Bill would require study of lead paint levels at elevated train tracks

Photo by Daniel Schwen via Wikipedia Commons

In the midst of New York City’s public transit crisis, state lawmakers are urging Gov. Andrew Cuomo to sign a bill that would require city transit officials begin a study to determine the amount of lead paint in elevated parts of the subway system.

Sen. Jose Peralta, D-Queens, and Assemblyman Jeffrey Dinowitz, D-Bronx, urged Cuomo to sign the transit bill they sponsored (S.5754/A.7562) that would direct the MTA and New York City Transit Authority to undertake a comprehensive study to determine the amount of lead paint in above-ground subway stations, tracks and trestles throughout the city.

The bill was written after a local chapter of the International Union of Painters and Allied Trades published reports that paint chips falling onto the streets from the elevated 7 line in Jackson Heights contained 40 times more lead than the legal limit.

Under current standards, 5,000 parts per million is the threshold and samples from the 7 subway structure reportedly contained 224,000 ppm.

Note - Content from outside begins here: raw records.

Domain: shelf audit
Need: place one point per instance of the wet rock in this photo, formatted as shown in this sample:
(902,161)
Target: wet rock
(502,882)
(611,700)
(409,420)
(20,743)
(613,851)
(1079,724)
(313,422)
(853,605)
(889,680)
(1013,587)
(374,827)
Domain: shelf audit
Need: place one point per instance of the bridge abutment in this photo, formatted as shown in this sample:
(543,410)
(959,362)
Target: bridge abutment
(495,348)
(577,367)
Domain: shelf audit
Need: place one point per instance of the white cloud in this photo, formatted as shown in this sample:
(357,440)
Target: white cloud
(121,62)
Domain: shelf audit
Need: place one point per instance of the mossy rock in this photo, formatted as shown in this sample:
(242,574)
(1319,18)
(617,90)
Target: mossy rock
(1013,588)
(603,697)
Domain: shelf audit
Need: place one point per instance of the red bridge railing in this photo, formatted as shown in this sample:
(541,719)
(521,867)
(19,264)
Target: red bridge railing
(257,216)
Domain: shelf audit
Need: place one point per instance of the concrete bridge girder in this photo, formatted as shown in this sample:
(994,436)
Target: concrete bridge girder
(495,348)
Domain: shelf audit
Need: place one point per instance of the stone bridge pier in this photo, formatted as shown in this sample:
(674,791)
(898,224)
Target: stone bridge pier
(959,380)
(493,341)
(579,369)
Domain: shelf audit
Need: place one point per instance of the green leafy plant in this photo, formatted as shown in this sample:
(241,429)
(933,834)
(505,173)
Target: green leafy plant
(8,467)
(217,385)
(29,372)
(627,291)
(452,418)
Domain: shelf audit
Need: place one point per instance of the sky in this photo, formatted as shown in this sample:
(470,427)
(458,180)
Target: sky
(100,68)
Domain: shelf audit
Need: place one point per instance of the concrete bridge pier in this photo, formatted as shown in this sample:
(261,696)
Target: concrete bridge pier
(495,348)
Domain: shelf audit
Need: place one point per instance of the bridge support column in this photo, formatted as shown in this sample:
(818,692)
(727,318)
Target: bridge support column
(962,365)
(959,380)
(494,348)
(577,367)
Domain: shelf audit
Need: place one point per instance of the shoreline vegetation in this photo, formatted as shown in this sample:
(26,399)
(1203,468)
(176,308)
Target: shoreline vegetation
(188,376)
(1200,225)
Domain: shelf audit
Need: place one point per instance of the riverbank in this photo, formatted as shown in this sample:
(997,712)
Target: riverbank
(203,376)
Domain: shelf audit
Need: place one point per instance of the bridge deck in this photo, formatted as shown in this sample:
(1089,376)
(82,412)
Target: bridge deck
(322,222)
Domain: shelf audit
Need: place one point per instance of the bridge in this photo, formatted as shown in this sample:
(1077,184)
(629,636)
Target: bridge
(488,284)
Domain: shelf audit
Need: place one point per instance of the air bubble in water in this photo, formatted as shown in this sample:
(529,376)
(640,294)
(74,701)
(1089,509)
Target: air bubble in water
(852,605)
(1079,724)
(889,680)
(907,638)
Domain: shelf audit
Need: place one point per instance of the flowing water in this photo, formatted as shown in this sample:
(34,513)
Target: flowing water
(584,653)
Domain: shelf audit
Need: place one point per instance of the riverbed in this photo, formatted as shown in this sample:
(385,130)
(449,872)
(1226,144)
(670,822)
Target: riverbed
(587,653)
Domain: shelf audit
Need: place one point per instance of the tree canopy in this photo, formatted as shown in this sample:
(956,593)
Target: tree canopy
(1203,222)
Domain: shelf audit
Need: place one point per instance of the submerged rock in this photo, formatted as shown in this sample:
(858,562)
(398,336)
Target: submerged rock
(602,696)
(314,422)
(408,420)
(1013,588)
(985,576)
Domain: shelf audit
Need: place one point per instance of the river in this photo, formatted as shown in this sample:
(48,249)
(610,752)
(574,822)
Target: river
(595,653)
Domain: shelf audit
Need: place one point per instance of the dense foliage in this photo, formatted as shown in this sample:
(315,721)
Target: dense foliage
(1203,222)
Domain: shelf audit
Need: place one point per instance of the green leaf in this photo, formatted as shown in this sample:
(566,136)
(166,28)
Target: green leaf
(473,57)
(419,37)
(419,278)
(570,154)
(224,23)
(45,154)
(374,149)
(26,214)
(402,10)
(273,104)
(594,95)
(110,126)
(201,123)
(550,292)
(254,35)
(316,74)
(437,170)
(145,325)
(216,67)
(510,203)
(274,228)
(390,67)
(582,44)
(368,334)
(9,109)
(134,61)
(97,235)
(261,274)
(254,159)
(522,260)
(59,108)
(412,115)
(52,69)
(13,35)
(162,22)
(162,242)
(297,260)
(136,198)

Exposure to lead has proven to cause severe health issues. Children under six are especially sensitive to lead poisoning, which can cause behavioral problems, seizures, and even death. Prolonged lead exposure can cause cardiovascular problems, brain damage, and nervous system damage in adults.

The proposed legislation passed through both the Senate and Assembly last month before the session ended but has not yet reached Cuomo’s desk.

The MTA and New York City Transit Authority have already had a particularly rough summer, which critics are calling the “Summer of Hell.” Amtrak has been making repairs on Penn Station which has caused widespread delays on subways and trains throughout the city.

Supporters of the bill believe that it is another necessary step to ensure that public transportation is safe for everyone.

“This is about protecting New Yorkers and ensuring their safety. High levels of lead paint in chips falling onto the streets and sidewalk endanger the lives of neighbors, visitors, shoppers, and commuters,” Peralta said. “It is imperative that we remove hazardous lead paint from aboveground subway lines throughout the city. It is my hope the governor sings this bill into law in order to solve these dangerous situations.”

The 52nd Street station in Jackson Heights, where the presence of lead was first reported, is located in Peralta’s district.

“In the heart of my district, the 7 Train runs above Roosevelt Avenue, a crowded area full of shops, restaurants and street vendors,” said Peralta, “so it is important we protect everyone from these falling paint chips containing high levels of lead. It is my hope that the MTA acts and remedies this situation and prevents anyone from getting sick from lead paint exposure, which can be poisonous.”

If the bill is signed into law, the study would be conducted in cooperation with the state DEC and the Department of Health. The purpose of the study is to measure the amount of lead paint and then determine whether city transit agencies are in compliance with state and federal regulations.

The MTA would also be required to submit a report to lawmakers containing recommendations to eliminate possible exposure to lead paint.

“We cannot expect people to live and work while being forced to use subway platforms coated in flaking lead-paint chips that may increase their risk of lead poisoning,” said Dinowitz. “It is almost inconceivable in this day and age that people must put up with any lead-poisoning related dangers, yet this legislation will go some way toward ending this problem. Now we are counting on the governor to sign this bill into law to protect New Yorkers.”

The bill itself has nominal fiscal implications but part of the study would be detailing the fiscal implications of the recommendations proposed in the MTA’s abatement report.